Great skills to have

• Customer Focussed: Skilled in developing strong trusted customer relationships built on understanding their needs over time and delivering what’s promised
• Critical Thinking: Ability to think critically about risk procedures and take necessary actions to enhance their adoption and effective use across the organisation
• Creativity: Capable of tackling risk management challenges with innovative solutions and a fresh perspective
• People Skills: Proven influencing skills that enable effective engagement with a diverse range of stakeholders to enable win/win situations. Experienced in managing conflicting priorities, multiple tasks, and working within a matrix manged environment to achieve successful outcomes
• Knowledge of Business Technology and Digital Products: Stays current on regulations and understanding the impact of technology on the Digital Security services and the organisations security risk control positions
• Qualifications: A professional certification in governance or compliance, such as CRISC, CISM, CISSP, or equivalent
• Education: A degree in a relevant field such as cyber security, risk management, information technology or related technical field

Digital Security at AVEVA

Our Digital Security team is responsible for protecting AVEVA’s digital assets and keeping the company’s data and IP secure. We’re also playing a critical role in AVEVA’s move to the cloud.

As cyber threats grow and more and more data moves into the cloud, the importance of our role is only going to grow. If you’re a collaborative problem solver that’s passionate about cybersecurity, you’ll find fulfilment and opportunity in our team.

UK Benefits include:  

Flexible benefits fund, emergency leave days, adoption leave, 28 days annual leave (plus bank holidays), pension, life cover, private medical insurance, parental leave, education assistance program.

It’s possible we’re hiring for this position in multiple countries, in which case the above benefits apply to the primary location. Specific benefits vary by country, but our packages are similarly comprehensive.

Find out more: aveva.com/en/about/careers/benefits/

Hybrid working

By default, employees are expected to be in their local AVEVA office three days a week, but some positions are fully office-based. Roles supporting particular customers or markets are sometimes remote.

Hiring process

Interested? Great! Get started by submitting your cover letter and CV through our application portal. AVEVA is committed to recruiting and retaining people with disabilities.
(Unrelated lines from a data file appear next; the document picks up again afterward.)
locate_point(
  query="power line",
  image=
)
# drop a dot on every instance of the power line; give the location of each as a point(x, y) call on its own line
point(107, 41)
Please let us know in advance if you need reasonable support during your application process.

Find out more: aveva.com/en/about/careers/hiring-process

About AVEVA

AVEVA is a global leader in industrial software with more than 6,500 employees in over 40 countries. Our cutting-edge solutions are used by thousands of enterprises to deliver the essentials of life – such as energy, infrastructure, chemicals, and minerals – safely, efficiently, and more sustainably.
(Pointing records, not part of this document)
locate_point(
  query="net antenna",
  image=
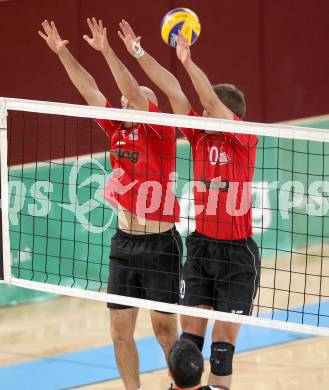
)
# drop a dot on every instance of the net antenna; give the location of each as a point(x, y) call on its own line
point(5, 265)
point(52, 277)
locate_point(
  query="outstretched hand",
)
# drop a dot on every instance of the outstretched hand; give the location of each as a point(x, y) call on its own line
point(129, 37)
point(182, 49)
point(52, 38)
point(98, 40)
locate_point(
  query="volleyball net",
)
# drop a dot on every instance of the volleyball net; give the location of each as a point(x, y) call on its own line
point(57, 225)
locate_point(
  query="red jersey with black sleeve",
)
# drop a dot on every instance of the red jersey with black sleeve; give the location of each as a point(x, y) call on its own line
point(223, 166)
point(143, 159)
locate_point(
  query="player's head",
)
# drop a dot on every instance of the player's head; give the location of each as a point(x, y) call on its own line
point(185, 364)
point(233, 98)
point(150, 95)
We are committed to embedding sustainability and inclusion into our operations, our culture, and our core business strategy. Learn more about how we are progressing against our ambitious 2030 targets: sustainability-report.aveva.com/

Find out more: aveva.com/en/about/careers/

AVEVA requires all successful applicants to undergo and pass a drug screening and comprehensive background check before they start employment. Background checks will be conducted in accordance with local laws and may, subject to those laws, include proof of educational attainment, employment history verification, proof of work authorization, criminal records, identity verification, credit check.  Certain positions dealing with sensitive and/or third-party personal data may involve additional background check criteria.
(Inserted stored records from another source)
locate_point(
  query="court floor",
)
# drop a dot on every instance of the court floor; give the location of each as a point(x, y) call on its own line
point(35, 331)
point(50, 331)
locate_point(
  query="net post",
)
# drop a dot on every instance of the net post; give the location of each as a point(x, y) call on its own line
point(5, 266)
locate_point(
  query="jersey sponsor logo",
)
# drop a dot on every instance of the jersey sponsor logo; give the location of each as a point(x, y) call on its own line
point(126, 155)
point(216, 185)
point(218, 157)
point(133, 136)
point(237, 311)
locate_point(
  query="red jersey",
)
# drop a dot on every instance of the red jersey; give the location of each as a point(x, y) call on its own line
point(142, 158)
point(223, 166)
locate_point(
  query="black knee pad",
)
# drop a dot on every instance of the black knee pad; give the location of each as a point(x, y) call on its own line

AVEVA is an Equal Opportunity Employer. We are committed to being an exemplary employer with an inclusive culture, developing a workplace environment where all our employees are treated with dignity and respect. We value diversity and the expertise that people from different backgrounds bring to our business.  AVEVA provides reasonable accommodation to applicants with disabilities where appropriate. If you need reasonable accommodation for any part of the application and hiring process, please notify your recruiter. Determinations on requests for reasonable accommodation will be made on a case-by-case basis.